A computing environment supporting a rich set of associative-processing primitives is a requisite platform for experimental research in the area of artificial intelligence applications. The analytical techniques that have been applied to the design of conventional computing systems fail to completely capture the nonlinear behaviors of such applications.

The simulator described in this thesis provides a flexible and readily configurable platform for the evaluation of a wide variety of design alternatives for such a computing environment. The experiments that are described use APES to compare the communication behaviors of a parallelized artificial intelligence program with those arising from an assumption of uniformly distributed traffic. The simulation results indicate that although much of the program's behavior approximates that derived from the uniform traffic assumption, significant hotspots arise and affect network throughput and latency.

We conclude that patterns of activity based on semantic relatedness among objects in the associative database give rise to communication patterns that are not modeled effectively by a uniform distribution of message traffic. Some adjunct to uniform analysis is appropriate and we suggest that simulations along the lines of those presented here represent a step in the direction of a more comprehensive design methodology.

# Appendix A. Modelling distributed APS using Morph

# A.1 Overview

In the interest of developing a generalized model of the issues that might be important in the design of a distributed system capable of efficiently implementing adaptive-predictive search (APS), it is instructive to examine the behavior of one particular application that incorporates the APS metaphor. Morph [Levinson *et al.*, 1992] is a chess-playing program that has been used as a testbed for many of the ideas underlying the APS model.

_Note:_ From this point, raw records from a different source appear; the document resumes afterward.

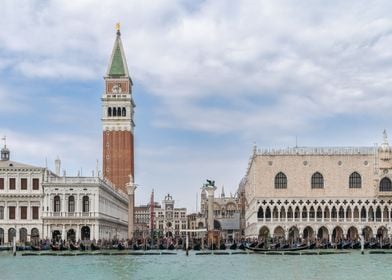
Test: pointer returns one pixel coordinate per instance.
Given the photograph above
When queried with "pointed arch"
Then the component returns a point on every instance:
(355, 181)
(317, 181)
(385, 185)
(280, 181)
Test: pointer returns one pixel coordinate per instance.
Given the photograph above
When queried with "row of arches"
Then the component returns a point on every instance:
(324, 213)
(117, 112)
(71, 234)
(71, 204)
(23, 235)
(317, 181)
(322, 233)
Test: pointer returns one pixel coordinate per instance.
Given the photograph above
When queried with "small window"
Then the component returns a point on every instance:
(23, 184)
(56, 204)
(317, 181)
(35, 184)
(11, 212)
(23, 212)
(12, 184)
(35, 212)
(385, 185)
(86, 204)
(280, 181)
(355, 181)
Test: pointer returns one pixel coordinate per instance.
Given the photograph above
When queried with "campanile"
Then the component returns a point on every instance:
(117, 119)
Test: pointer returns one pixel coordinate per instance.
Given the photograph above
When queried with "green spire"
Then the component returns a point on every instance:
(118, 64)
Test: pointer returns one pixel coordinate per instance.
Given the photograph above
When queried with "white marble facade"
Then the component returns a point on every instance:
(326, 193)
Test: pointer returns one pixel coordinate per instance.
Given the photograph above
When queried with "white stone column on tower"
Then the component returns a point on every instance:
(210, 189)
(131, 187)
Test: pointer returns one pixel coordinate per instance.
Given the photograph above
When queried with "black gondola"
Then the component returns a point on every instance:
(35, 248)
(95, 247)
(73, 247)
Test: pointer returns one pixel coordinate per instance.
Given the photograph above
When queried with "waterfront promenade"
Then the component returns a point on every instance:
(350, 265)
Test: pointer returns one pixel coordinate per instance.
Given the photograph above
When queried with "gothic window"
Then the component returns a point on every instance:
(56, 204)
(280, 181)
(355, 181)
(23, 183)
(385, 185)
(35, 184)
(71, 204)
(12, 184)
(317, 181)
(86, 204)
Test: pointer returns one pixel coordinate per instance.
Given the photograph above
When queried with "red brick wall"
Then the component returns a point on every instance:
(118, 157)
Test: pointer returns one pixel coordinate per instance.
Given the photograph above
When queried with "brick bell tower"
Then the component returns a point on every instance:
(117, 121)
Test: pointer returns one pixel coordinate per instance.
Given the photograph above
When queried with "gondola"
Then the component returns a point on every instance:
(295, 248)
(55, 247)
(95, 247)
(356, 245)
(35, 248)
(73, 247)
(82, 247)
(120, 246)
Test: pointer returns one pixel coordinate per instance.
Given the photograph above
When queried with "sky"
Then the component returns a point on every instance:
(211, 79)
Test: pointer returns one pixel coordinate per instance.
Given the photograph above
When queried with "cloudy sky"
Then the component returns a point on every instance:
(211, 78)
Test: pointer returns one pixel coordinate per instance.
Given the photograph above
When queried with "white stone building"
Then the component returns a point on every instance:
(168, 220)
(83, 208)
(327, 193)
(21, 195)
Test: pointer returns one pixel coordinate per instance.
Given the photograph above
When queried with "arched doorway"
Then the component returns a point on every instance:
(308, 233)
(71, 235)
(56, 236)
(337, 234)
(323, 234)
(352, 233)
(11, 234)
(263, 233)
(1, 236)
(368, 233)
(382, 233)
(279, 232)
(85, 233)
(23, 235)
(34, 236)
(293, 234)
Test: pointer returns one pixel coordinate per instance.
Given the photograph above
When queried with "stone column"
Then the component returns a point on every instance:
(210, 189)
(131, 187)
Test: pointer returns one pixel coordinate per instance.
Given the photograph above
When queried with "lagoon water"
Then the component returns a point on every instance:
(340, 266)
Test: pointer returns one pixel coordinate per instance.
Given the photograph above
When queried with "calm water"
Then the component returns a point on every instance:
(347, 266)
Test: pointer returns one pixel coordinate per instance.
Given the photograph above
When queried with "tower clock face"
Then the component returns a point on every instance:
(116, 89)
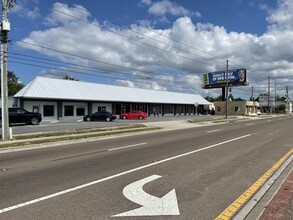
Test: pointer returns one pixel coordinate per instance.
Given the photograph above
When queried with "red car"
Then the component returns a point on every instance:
(134, 115)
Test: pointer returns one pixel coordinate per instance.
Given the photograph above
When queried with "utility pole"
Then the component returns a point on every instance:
(5, 28)
(275, 96)
(269, 93)
(287, 97)
(227, 85)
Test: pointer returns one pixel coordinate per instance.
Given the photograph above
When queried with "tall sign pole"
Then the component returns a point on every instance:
(269, 94)
(227, 84)
(5, 28)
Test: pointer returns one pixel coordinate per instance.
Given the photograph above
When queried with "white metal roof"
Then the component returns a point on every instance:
(50, 88)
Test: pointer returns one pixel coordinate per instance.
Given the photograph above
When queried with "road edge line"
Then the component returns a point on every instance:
(234, 208)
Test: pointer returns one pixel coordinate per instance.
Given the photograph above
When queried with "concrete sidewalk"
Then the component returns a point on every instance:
(281, 206)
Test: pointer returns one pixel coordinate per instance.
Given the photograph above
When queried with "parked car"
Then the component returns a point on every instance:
(20, 115)
(100, 116)
(134, 115)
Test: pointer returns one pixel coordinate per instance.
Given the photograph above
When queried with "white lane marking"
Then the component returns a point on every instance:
(151, 205)
(117, 175)
(213, 130)
(134, 145)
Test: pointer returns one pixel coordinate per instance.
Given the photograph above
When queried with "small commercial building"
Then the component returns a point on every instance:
(236, 107)
(59, 99)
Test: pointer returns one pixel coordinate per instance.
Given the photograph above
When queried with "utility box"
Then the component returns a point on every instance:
(5, 25)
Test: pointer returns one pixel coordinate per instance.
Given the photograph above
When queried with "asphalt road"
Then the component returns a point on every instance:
(47, 126)
(205, 169)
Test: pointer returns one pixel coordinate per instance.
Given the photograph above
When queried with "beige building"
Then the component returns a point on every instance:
(236, 107)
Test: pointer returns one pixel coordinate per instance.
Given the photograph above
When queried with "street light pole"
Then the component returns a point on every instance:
(227, 84)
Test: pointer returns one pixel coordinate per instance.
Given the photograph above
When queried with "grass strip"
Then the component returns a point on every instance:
(73, 137)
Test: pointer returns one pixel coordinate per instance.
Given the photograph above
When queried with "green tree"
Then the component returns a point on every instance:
(13, 83)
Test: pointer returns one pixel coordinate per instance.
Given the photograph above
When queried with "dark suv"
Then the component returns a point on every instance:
(20, 115)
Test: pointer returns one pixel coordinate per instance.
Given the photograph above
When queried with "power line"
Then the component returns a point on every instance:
(86, 68)
(125, 36)
(167, 37)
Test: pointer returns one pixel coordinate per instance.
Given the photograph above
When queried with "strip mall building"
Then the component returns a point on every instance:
(59, 99)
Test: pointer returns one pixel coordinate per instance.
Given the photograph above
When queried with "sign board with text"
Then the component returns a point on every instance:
(236, 77)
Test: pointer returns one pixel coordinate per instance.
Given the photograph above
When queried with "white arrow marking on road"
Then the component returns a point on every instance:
(151, 205)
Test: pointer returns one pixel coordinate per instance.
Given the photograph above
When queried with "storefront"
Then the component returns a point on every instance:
(59, 99)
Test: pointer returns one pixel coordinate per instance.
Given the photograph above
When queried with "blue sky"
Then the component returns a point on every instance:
(163, 44)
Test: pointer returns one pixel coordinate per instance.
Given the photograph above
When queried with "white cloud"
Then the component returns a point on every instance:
(164, 7)
(23, 10)
(267, 55)
(62, 14)
(146, 2)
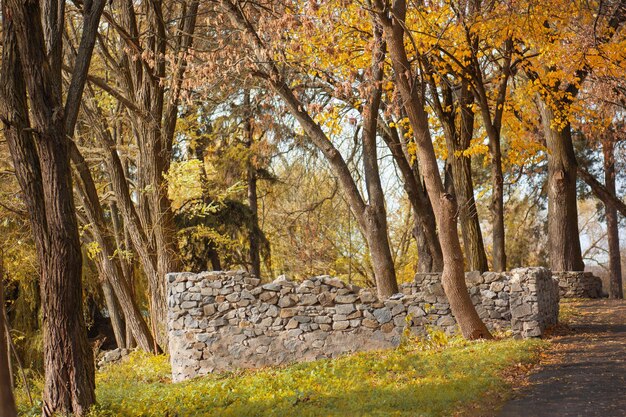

We make the assumption that Morph's pattern database, which is in fact an associative database (ADB), is to be distributed across a network of computing nodes supporting an associative processing environment (APE). Each processing node is expected to maintain a subset of the entire database. When a particular node's search needs to access an object that is nonlocal, interprocessor communication (IPC) must occur. Because the APE nodes can execute associative-array operations efficiently, the latency due to network traffic among the processors may represent a significant performance bottleneck for the system.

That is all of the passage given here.